Auch wenn Computer immer leistungsfähiger werden, erinnert die Geschichte vom Sündenfall und dem Baum der Erkenntnis daran, dass es nach christlichem Verständnis eine Begrenzung des Datensammelns geben sollte, auch wenn sich die diese Grenze technisch immer weiter verschiebt.
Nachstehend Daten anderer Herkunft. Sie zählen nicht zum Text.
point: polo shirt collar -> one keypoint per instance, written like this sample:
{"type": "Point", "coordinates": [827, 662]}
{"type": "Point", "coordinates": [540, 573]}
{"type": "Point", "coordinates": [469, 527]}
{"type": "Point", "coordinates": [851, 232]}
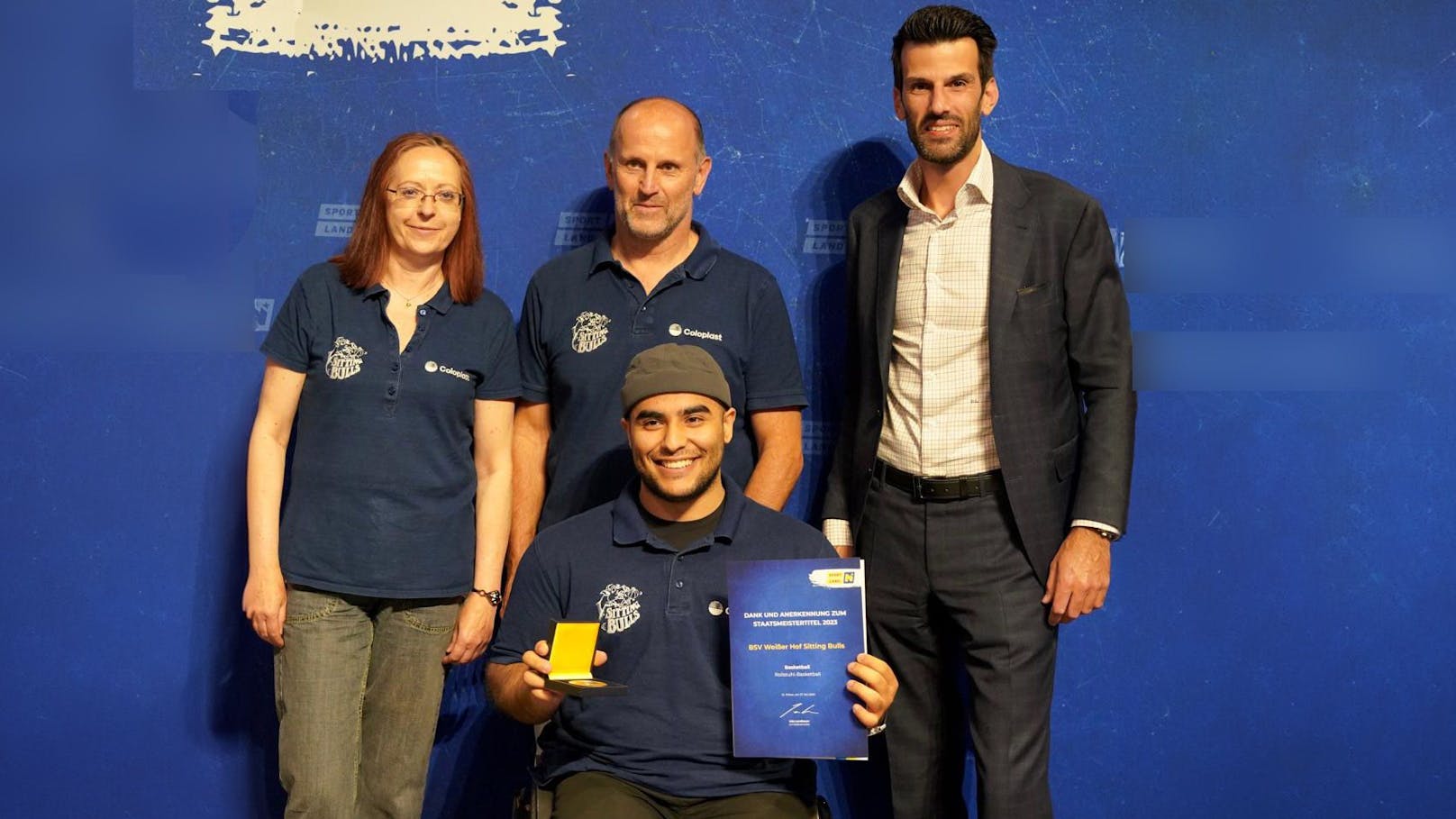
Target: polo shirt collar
{"type": "Point", "coordinates": [697, 264]}
{"type": "Point", "coordinates": [628, 528]}
{"type": "Point", "coordinates": [440, 302]}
Der Wunsch, alles zu wissen und alles zu berechnen, würde einerseits den Menschen zu Gott machen, wenn er alles wüsste; gleichzeitig führte dies zum gläsernen Menschen, dessen Verhalten vorhersagbar wäre. Auch wenn sich die technischen Grenzen weiter verschieben, bleibt einerseits trotz allem eine Begrenzung dessen, was man berechnen kann aufgrund der Endlichkeit von Computern, andererseits mahnt die Geschichte vom Sündenfall, dass es zum Menschsein dazugehört, dass es einen Intimbereich gibt, der der Datensammlung entzogen sein muss, damit der Mensch Mensch bleibt.

Die Digitalisierung stellt die Frage nach dem Menschsein neu – die Antworten müssen wir noch finden. Was ist uns Menschsein wert?
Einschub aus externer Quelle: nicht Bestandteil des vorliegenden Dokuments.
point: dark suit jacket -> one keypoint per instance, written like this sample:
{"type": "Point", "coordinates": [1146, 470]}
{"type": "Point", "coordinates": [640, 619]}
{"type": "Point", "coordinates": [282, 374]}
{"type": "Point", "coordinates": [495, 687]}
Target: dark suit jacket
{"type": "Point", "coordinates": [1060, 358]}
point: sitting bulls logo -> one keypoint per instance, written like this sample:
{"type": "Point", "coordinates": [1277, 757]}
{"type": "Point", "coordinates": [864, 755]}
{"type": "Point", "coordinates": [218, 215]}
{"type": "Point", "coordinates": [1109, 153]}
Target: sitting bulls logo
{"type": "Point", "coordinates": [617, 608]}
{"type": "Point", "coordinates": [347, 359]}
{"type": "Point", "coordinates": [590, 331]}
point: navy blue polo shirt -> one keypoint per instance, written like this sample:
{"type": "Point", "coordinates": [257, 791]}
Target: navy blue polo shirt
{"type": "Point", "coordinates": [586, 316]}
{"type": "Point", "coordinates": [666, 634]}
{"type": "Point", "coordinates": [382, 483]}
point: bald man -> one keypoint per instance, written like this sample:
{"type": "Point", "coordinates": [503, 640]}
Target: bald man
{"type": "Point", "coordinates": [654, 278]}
Hinweis: Dieser Blogpost übernimmt Gedanken und Passagen aus dem Aufsatz Alan Turing und theologische Anthropologie und dem Post Von Open Access und Privacy sowie von christlicher Unterweisung und göttlicher Vorhersehung oder: digitale Souveränität theologisch. In beiden Quellen finden sich auch weiterführende Links zu den Zitaten.